Con los documentos en la mesa, estas preguntas le asaltan nuevamente, pero ahora como el eco de algo muy remoto. Gonzalo se va a miles de kilómetros y él perderá su débil contacto con la realidad. La Lisboa luminosa que conoció en sus años de corresponsal apenas recuerda la Revolución de los Claveles. Y aquí y allí la gente se busca la vida como puede, convencida de que su día a día no tiene nada que ver con aquella vieja historia salpicada de espacios en blanco. Como una escena vista por un enfermo de retinosis pigmentaria, que ve caras, habitaciones, calles y películas como si les fueran hurtando fragmentos. Y su destino final es la ceguera. «Dentro de unos años, todos ciegos», se dice Abel parafraseando el viejo dicho.

Desde la pila de papeles, la foto desafiante de Casimiro Monteiro sigue interrogándolo: «¿Vas a remover otra vez las tumbas y regresar a lugares que ya no le importan a nadie? ¿No tienes nada mejor que hacer?». Y Abel siente la mirada salvaje del matarife, protegida por una impunidad de siglos, y el tufo de su aliento, como si ya hubiera regresado por la misma puerta por la que lo dejaron escapar.

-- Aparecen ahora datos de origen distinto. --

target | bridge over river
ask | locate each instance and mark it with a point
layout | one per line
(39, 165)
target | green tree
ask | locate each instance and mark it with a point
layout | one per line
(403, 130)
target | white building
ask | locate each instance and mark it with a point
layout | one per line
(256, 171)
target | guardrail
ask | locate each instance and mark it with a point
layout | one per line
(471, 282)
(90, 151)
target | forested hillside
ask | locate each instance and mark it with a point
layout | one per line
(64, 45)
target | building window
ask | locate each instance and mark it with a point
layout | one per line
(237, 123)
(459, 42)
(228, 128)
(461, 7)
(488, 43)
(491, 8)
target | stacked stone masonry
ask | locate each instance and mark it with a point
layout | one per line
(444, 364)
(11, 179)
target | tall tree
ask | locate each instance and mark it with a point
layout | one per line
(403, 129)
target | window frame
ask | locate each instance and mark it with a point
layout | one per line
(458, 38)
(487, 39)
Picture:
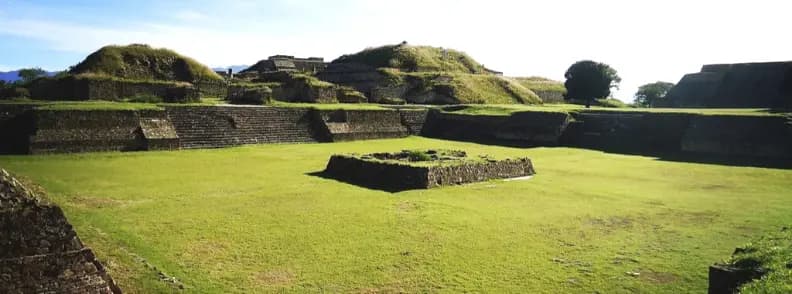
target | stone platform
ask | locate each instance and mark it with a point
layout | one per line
(398, 171)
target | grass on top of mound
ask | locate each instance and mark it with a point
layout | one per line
(508, 109)
(471, 88)
(97, 105)
(142, 62)
(415, 58)
(541, 84)
(330, 106)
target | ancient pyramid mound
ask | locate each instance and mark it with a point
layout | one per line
(410, 58)
(142, 62)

La noche ha caído, el aire está en calma y los rumores de la calle se apagan, mientras el aleteo del helicóptero parece haber subido de volumen.

Abel enciende otro Coronas y relee su recordatorio: «Prohibido rendirse». El cansancio le pesa y en su cabeza se agolpan las caras de los asesinos, la foto de Salazar, el contenedor ardiendo, la mañana de su despido, las fosas de Villanueva del Fresno, el anuncio de la marcha de Gonzalo, los maletines de dinero negro, los salvadores de la patria, los días de Lisboa y las esculturas humanas de la Puerta del Sol, como un rompecabezas febril.

Es demasiado para un solo día y está aturdido. Echa un último vistazo a la pila de carpetas, apaga el cigarrillo y se dirige al dormitorio, sabiendo que lo aguarda otra noche interminable.